Em 6 de abril de 2000, o segundo episódio do drama psiquiátrico Wonderland alcançou uma façanha difícil: perdeu 20 milhões de telespectadores em seu filme principal, Quem Quer Ser Milionário. Hoje em dia, isso representaria todo o público de um drama de alta audiência e, digamos, a população de Cleveland.
ABC desligou imediatamente ?? apesar das críticas brilhantes e do fato de que mais seis episódios estavam na lata ?? e o País das Maravilhas desapareceu na lenda da televisão. Mas agora está pronto para outra realização incomum. Começando na quarta-feira à noite, a série original, todos os oito episódios, será exibida na DirecTV, nove anos após seu fim.
Como isso aconteceu é uma lição sobre a nova economia das redes de televisão, embora Peter Berg possa ter outro nome para isso. O Sr. Berg criou o País das Maravilhas, um retrato em close do funcionamento diário de uma enfermaria psiquiátrica baseado naquele do Hospital Bellevue em Nova York.
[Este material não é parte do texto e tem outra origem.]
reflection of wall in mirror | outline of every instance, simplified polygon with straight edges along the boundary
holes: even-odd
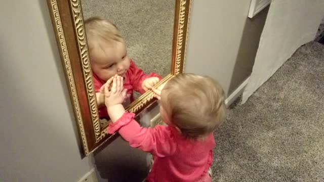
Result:
[[[85,19],[100,16],[120,29],[128,53],[146,73],[170,73],[174,1],[81,1]]]

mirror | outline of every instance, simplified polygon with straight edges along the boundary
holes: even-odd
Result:
[[[110,60],[107,59],[107,56],[113,56],[112,62],[118,65],[118,61],[123,61],[127,55],[130,58],[129,67],[123,68],[122,66],[118,70],[123,71],[116,73],[125,77],[126,83],[127,79],[133,78],[132,74],[127,73],[133,62],[138,68],[137,71],[142,70],[145,75],[155,73],[145,79],[158,77],[158,82],[156,81],[153,86],[155,88],[182,73],[190,4],[190,1],[183,0],[48,0],[85,156],[89,155],[104,143],[113,140],[114,135],[107,132],[109,118],[101,116],[102,106],[97,106],[98,83],[93,76],[94,73],[99,75],[99,78],[103,78],[100,79],[103,84],[111,75],[102,74],[98,68],[104,68],[104,66],[96,66],[94,62],[98,61],[96,63],[97,65],[102,60],[104,63],[107,63],[105,62]],[[94,17],[99,18],[92,18]],[[112,28],[116,27],[115,29],[120,32],[120,35],[114,33],[113,35],[117,35],[112,37],[114,41],[108,41],[113,42],[111,44],[93,38],[98,36],[94,36],[88,29],[89,22],[91,22],[89,20],[92,19],[99,20],[101,23],[111,22],[108,24]],[[111,26],[112,24],[114,25]],[[104,29],[93,25],[91,27],[96,27],[94,29],[97,31],[102,32]],[[106,36],[101,37],[107,39]],[[99,51],[103,50],[105,51]],[[92,54],[94,51],[97,54]],[[97,57],[92,56],[94,55]],[[110,67],[106,64],[104,66],[107,69]],[[103,76],[105,75],[105,77]],[[137,87],[140,87],[131,88],[140,90],[143,80],[131,80],[133,83],[132,86],[137,84]],[[134,94],[134,99],[125,103],[127,110],[137,116],[156,101],[151,89],[139,93],[140,94]]]
[[[112,76],[123,76],[128,89],[127,107],[145,93],[147,88],[143,82],[157,82],[170,74],[175,3],[81,0],[97,94]],[[100,125],[104,127],[109,116],[103,100],[97,98],[97,101]]]

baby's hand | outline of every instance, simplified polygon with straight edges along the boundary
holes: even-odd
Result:
[[[161,100],[161,91],[163,89],[163,87],[166,85],[166,83],[163,83],[161,85],[158,86],[157,88],[154,88],[153,87],[152,87],[152,91],[154,92],[154,95],[153,97],[159,100]]]
[[[117,76],[112,80],[112,86],[109,91],[110,84],[105,85],[105,105],[107,108],[122,104],[126,97],[127,89],[124,89],[124,80],[122,77]]]
[[[158,77],[150,77],[145,79],[142,83],[142,88],[145,92],[152,88],[160,80]]]

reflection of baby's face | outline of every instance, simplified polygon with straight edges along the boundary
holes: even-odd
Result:
[[[104,81],[116,74],[125,78],[130,67],[130,58],[124,42],[98,44],[91,52],[91,59],[92,70]]]

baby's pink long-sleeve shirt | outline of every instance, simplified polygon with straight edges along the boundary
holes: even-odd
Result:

Sua próxima série de televisão foi Friday Night Lights, que agora está prestes a começar sua terceira temporada na NBC, apesar de ter em média mais de um milhão de telespectadores ao longo de sua vida do que os 7,5 milhões que sintonizaram o último País das Maravilhas.
Friday Night Lights sobreviveu porque a DirecTV, o serviço de satélite, estava procurando por conteúdo original e concordou em subsidiar os custos de produção do programa em troca do direito de exibi-lo antes da NBC. Agora, ela ampliou seu relacionamento com Berg, e o público saberá se a pressa dos executivos da ABC em 2000 manteve uma obra-prima da televisão fora de vista por todos esses anos.
Havia vários fatores em ação no cancelamento original, incluindo um horário brutal em frente ao ER e protestos de grupos de saúde mental que diziam que o programa estigmatizava os doentes mentais. Mas a maior parte da discussão se concentrou em quão nítidas eram suas representações desses pacientes, e mesmo os críticos que adoraram admitiram que era difícil de assistir. Caryn James escreveu no The New York Times que era perturbador e tinha cenas horríveis, mas concluiu que, por enquanto, o intransigente ‘Wonderland’ vale cada demanda que faz.
Visto em 2009, os dois primeiros episódios, que a DirecTV disponibilizou para análise, parecem mais uma cápsula do tempo do que qualquer outra coisa. A música tranquila e a série de problemas pessoais dos médicos ?? uma batalha pela custódia, uma discussão sobre a contratação de uma babá, um medo extremo de compromisso e paternidade ?? grito melodrama yuppie dos anos 1990. Ao mesmo tempo, porém, você pode ver a que os críticos estavam respondendo. A fotografia granulada e manual e os diálogos e enredos sobrepostos são uma reminiscência de NYPD Blue, ER e Buffy the Vampire Slayer, os melhores e mais influentes dramas de rede da época.
E há algumas atuações excelentes: Jay O. Sanders como um paciente suicida; Patricia Clarkson como a esposa do médico lutando pela custódia de seus filhos; Ted Levine como seu marido, Robert Banger, o chefe da ala.
Se o programa tem um problema no início, não é o comportamento perturbador do esquizofrênico, do demente ou do deprimido; nem é a violência, mesmo na cena infame em que um paciente faz mal a uma médica grávida interpretada por Michelle Forbes. Isso parece familiar na era pós-11 de setembro de Criminal Minds e 24. O verdadeiro problema é que os médicos egocêntricos são, à primeira vista, tão desagradáveis.
Concedido, o tema do show ?? articulado por Banger durante sua audiência de custódia ?? é que os médicos, cujo trabalho é julgar a competência mental dos pacientes que chegam, são eles próprios de competência questionável quando se trata da vida real. Isso pode ser realista, mas o show seria mais fácil de gostar se Banger não fosse o único médico simpático.
Isso pode mudar, e provavelmente mudará, nos episódios subsequentes, e não é realmente justo julgar a série desta vez até que tenhamos visto tudo. Os assinantes da DirecTV têm sorte de ter a oportunidade.